A Venezuela e o Peru anunciam o restabelecimento das relações após a ruptura ocorrida em julho de 2024

Archivo - Arquivo - A presidente interina da Venezuela, Delcy Rodríguez, durante a assinatura do memorando de entendimento
PRESIDENCIA DE VENEZUELA - Arquivo

MADRID 24 jul. (EUROPA PRESS) -

Os governos da Venezuela e do Peru anunciaram que restabelecerão as relações bilaterais após a ruptura ocorrida em julho de 2024, quando Lima não reconheceu a vitória do presidente Nicolás Maduro nas eleições presidenciais, contestadas pela oposição liderada por Edmundo González.

“Numa primeira etapa, ambos os países concordaram em reativar as relações consulares, como um primeiro passo para a retomada plena dos laços bilaterais e com o objetivo imediato de garantir a proteção e os serviços consulares em benefício de seus cidadãos que residem nos dois países irmãos”, indicaram os ministérios das Relações Exteriores em um comunicado conjunto.

Nesse sentido, destacaram que sua “firme vontade de cooperação e integração” se baseia “nos laços históricos de amizade e solidariedade latino-americana” que unem ambas as nações “desde suas origens como repúblicas”.

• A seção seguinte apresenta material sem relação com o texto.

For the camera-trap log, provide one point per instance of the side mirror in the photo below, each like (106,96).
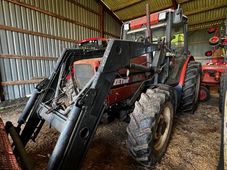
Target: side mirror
(211,30)
(208,53)
(178,15)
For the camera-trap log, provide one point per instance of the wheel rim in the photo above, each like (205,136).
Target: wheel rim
(197,88)
(161,139)
(225,131)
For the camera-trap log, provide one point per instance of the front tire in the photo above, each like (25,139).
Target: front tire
(150,126)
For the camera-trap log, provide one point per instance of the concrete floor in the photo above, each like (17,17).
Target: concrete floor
(194,144)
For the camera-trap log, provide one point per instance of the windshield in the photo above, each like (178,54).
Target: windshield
(139,36)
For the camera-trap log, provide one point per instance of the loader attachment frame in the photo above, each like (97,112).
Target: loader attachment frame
(89,106)
(78,128)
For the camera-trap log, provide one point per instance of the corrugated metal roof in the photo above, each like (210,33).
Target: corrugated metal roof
(199,12)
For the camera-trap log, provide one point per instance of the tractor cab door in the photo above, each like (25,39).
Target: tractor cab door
(179,52)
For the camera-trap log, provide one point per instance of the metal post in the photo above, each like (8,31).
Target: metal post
(25,159)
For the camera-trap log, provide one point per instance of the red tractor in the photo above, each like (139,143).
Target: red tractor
(145,74)
(213,70)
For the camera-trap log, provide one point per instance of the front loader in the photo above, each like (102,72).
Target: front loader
(148,74)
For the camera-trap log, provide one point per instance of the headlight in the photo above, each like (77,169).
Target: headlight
(126,27)
(162,16)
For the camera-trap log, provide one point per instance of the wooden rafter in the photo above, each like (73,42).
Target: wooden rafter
(128,6)
(109,11)
(200,10)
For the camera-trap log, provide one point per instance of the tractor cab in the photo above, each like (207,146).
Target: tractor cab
(169,26)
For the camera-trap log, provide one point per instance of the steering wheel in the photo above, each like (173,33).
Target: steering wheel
(140,39)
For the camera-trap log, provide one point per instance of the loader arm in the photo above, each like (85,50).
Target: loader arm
(81,126)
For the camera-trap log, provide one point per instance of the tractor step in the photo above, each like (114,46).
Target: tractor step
(7,159)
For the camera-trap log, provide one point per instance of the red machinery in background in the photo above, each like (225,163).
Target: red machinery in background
(213,70)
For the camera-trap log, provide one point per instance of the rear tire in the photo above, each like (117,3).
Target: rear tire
(150,126)
(191,87)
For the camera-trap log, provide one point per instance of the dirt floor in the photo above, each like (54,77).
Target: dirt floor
(194,145)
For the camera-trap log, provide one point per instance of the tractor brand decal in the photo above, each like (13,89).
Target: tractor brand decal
(139,77)
(131,79)
(120,81)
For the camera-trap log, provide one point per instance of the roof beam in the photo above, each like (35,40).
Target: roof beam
(144,13)
(210,20)
(205,25)
(128,6)
(200,10)
(109,11)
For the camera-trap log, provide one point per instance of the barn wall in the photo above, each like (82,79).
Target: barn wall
(34,32)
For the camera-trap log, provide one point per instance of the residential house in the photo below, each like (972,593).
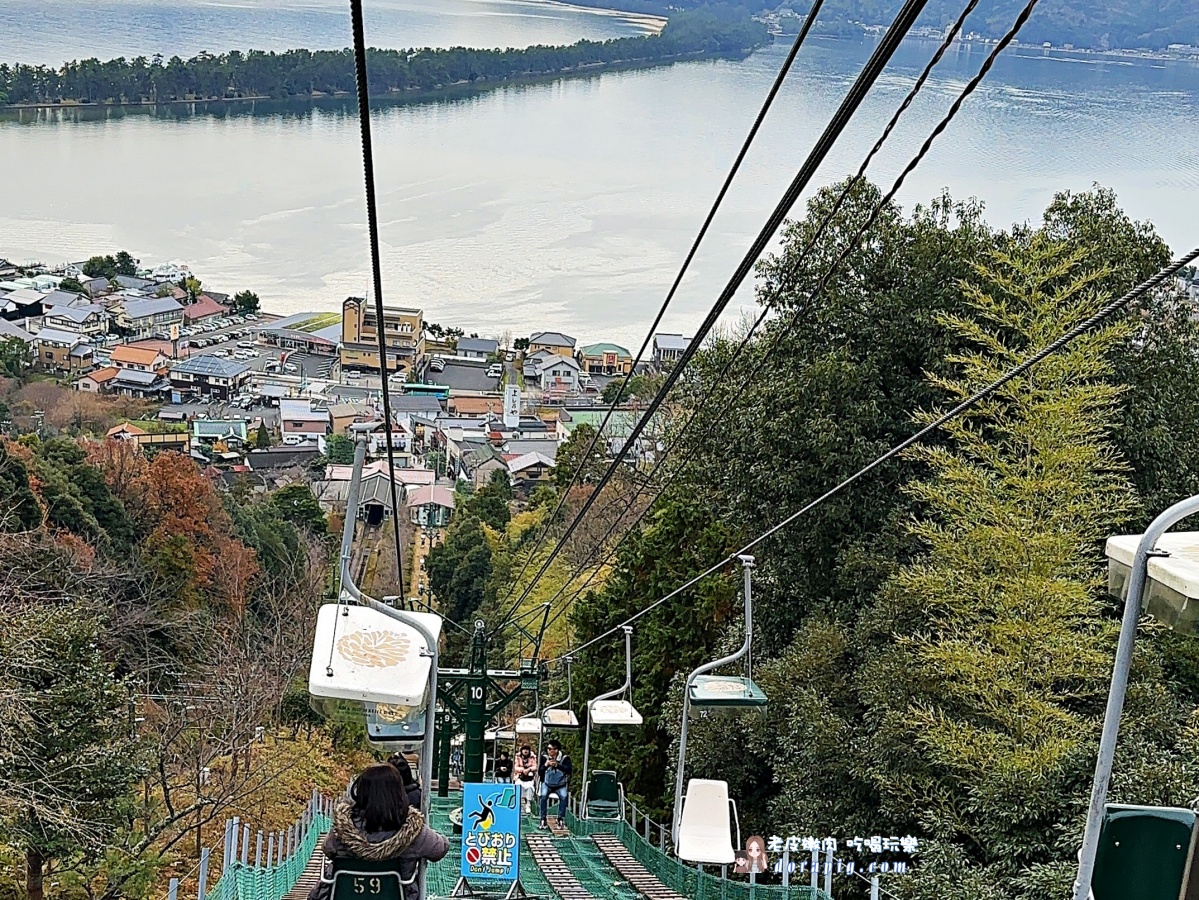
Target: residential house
(97,381)
(403,336)
(476,405)
(89,320)
(281,458)
(62,350)
(154,315)
(139,358)
(175,441)
(606,360)
(431,506)
(143,385)
(552,340)
(300,422)
(558,373)
(230,432)
(477,348)
(481,461)
(531,469)
(131,283)
(203,308)
(97,287)
(208,376)
(343,415)
(544,446)
(668,349)
(23,303)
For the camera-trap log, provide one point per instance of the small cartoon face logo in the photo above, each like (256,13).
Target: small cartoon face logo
(753,859)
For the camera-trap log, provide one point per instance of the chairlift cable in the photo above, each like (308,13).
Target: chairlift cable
(837,125)
(1083,327)
(682,271)
(360,71)
(951,35)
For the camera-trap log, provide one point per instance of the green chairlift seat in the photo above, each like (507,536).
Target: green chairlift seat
(1143,853)
(363,880)
(606,796)
(728,694)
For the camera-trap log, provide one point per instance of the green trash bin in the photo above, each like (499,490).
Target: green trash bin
(1143,853)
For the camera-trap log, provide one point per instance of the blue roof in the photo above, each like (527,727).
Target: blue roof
(210,367)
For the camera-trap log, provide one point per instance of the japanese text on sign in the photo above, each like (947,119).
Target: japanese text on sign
(490,832)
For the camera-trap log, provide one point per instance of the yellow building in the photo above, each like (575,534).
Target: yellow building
(606,360)
(552,340)
(403,330)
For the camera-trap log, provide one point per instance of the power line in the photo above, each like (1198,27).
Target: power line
(360,71)
(849,106)
(1083,327)
(682,271)
(951,35)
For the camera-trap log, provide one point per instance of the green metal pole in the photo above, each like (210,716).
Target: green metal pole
(476,706)
(447,729)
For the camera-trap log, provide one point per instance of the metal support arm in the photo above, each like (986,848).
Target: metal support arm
(1137,579)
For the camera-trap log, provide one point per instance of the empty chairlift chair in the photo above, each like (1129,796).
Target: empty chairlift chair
(702,822)
(606,712)
(606,796)
(705,828)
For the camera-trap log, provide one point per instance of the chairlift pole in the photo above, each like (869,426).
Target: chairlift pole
(747,568)
(618,692)
(1137,580)
(431,645)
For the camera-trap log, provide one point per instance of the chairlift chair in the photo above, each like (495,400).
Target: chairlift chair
(706,694)
(606,711)
(606,796)
(560,714)
(361,879)
(705,833)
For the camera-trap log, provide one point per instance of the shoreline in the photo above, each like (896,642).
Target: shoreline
(452,91)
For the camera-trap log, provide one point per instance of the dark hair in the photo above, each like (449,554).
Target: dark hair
(402,766)
(379,797)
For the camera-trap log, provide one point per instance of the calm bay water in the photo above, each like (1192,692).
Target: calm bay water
(565,205)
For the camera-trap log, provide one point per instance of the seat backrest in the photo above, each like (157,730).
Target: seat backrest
(604,787)
(365,880)
(705,833)
(1143,853)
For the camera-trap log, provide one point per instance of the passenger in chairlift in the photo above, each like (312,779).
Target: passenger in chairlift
(555,777)
(377,823)
(525,773)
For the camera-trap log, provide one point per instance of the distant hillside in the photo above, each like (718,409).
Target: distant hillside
(1094,24)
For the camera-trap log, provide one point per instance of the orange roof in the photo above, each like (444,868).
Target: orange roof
(101,375)
(134,355)
(126,428)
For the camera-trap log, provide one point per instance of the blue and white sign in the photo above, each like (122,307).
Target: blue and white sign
(490,832)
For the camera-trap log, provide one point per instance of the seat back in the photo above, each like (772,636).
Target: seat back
(366,880)
(1143,853)
(603,789)
(705,832)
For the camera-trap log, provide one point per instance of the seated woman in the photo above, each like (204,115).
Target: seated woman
(378,823)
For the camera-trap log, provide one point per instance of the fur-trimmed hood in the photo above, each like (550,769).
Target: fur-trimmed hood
(380,845)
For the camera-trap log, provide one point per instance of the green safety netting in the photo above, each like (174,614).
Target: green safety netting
(684,879)
(249,882)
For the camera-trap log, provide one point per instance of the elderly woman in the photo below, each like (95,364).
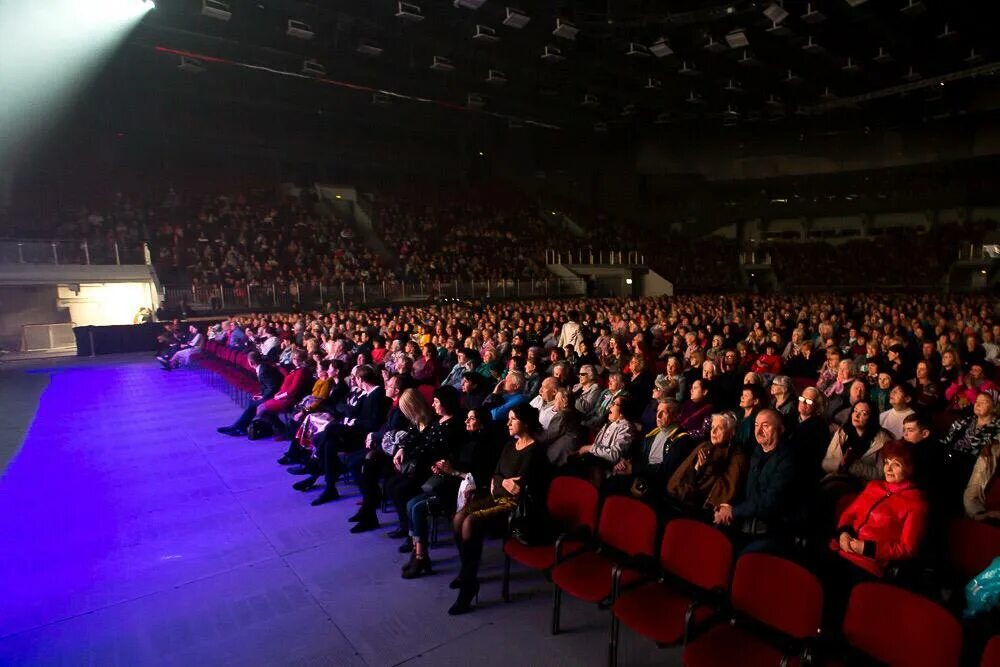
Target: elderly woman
(426,367)
(522,463)
(712,474)
(661,389)
(982,493)
(433,435)
(853,453)
(610,445)
(562,435)
(838,393)
(926,390)
(476,455)
(887,521)
(967,437)
(811,433)
(783,398)
(587,391)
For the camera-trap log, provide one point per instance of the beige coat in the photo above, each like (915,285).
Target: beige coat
(868,467)
(982,473)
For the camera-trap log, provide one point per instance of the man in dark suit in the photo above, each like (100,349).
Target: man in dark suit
(645,472)
(363,413)
(270,379)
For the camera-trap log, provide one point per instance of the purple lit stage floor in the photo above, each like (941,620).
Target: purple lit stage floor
(131,533)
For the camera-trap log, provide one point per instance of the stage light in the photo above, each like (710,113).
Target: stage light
(40,78)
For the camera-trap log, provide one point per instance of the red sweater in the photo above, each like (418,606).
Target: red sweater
(890,519)
(297,385)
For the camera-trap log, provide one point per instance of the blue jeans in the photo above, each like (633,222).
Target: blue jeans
(418,510)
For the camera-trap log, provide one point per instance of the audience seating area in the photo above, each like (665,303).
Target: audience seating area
(669,573)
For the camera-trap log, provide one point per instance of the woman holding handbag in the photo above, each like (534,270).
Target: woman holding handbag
(433,435)
(476,455)
(521,463)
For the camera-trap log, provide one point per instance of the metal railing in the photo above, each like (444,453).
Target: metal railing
(755,258)
(968,252)
(15,251)
(595,257)
(315,294)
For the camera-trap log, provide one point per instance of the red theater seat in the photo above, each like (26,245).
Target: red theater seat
(778,607)
(572,502)
(626,529)
(696,561)
(901,629)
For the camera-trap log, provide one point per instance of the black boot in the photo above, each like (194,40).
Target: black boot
(466,595)
(305,484)
(419,567)
(369,522)
(329,493)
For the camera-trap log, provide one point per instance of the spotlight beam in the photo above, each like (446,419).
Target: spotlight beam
(50,51)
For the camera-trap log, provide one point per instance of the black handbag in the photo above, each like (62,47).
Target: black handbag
(260,429)
(529,523)
(433,483)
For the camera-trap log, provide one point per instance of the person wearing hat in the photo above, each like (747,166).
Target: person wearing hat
(897,362)
(768,364)
(465,363)
(966,438)
(661,389)
(522,464)
(887,521)
(472,387)
(900,398)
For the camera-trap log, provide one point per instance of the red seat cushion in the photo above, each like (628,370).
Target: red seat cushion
(656,611)
(588,576)
(537,557)
(732,645)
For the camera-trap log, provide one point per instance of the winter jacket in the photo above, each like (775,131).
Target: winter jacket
(890,519)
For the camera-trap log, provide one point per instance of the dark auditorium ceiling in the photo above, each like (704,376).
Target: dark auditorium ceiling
(918,60)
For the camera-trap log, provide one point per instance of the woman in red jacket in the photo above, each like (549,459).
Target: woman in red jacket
(883,525)
(297,384)
(887,521)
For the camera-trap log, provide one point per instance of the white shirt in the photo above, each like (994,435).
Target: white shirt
(892,421)
(656,449)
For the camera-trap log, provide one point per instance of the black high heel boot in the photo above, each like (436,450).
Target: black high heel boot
(466,595)
(420,566)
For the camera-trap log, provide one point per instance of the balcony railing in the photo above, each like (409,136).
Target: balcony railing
(72,253)
(314,295)
(595,257)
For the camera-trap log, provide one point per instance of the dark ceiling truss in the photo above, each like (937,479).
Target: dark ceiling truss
(804,64)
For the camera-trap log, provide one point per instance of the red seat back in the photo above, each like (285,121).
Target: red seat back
(991,654)
(778,593)
(972,545)
(573,502)
(628,525)
(898,627)
(427,391)
(697,553)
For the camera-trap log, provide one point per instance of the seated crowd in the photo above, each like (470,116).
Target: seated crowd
(845,432)
(458,238)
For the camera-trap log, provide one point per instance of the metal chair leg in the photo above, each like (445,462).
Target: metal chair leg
(506,578)
(556,608)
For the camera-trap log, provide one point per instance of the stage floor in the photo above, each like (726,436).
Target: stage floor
(133,534)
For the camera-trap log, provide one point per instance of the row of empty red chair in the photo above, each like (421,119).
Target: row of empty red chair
(684,590)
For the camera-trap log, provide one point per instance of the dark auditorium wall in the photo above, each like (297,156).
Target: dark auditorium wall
(27,304)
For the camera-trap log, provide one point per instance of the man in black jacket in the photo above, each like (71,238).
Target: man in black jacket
(644,474)
(363,414)
(769,514)
(372,463)
(270,379)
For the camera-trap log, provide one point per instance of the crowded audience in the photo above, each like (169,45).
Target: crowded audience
(457,409)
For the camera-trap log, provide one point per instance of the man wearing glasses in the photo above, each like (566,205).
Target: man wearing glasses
(764,520)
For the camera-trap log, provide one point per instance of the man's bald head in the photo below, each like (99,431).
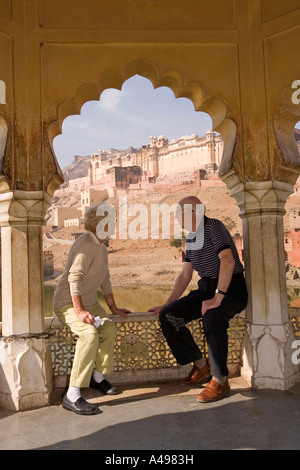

Em 2017, o ex-presidente peruano Pedro Pablo Kuczynski retirou seu embaixador de Caracas e expulsou o embaixador venezuelano em Lima, Diego Alfredo Molero Bellavia, devido à “ruptura da ordem democrática” na Venezuela por parte de Nicolás Maduro.

Após mais de quatro anos sem embaixadores, período em que o ex-presidente Kuczynski promoveu as ações do Grupo de Lima, ambos os países retomaram as relações em outubro de 2021, nomeando novos representantes diplomáticos.

No entanto, os laços foram rompidos novamente em julho de 2024, depois que o governo da ex-presidente Dina Boluarte não reconheceu os resultados oficiais das eleições presidenciais venezuelanas, que deram a vitória a Maduro, apesar das contestações da oposição.

O ex-ministro das Relações Exteriores da Venezuela, Yvan Gil, anunciou o rompimento, após o que seu homólogo peruano, Javier González Olaechea — agora ex-ministro —, deu um prazo de 72 horas aos diplomatas do país vizinho para deixarem o território nacional.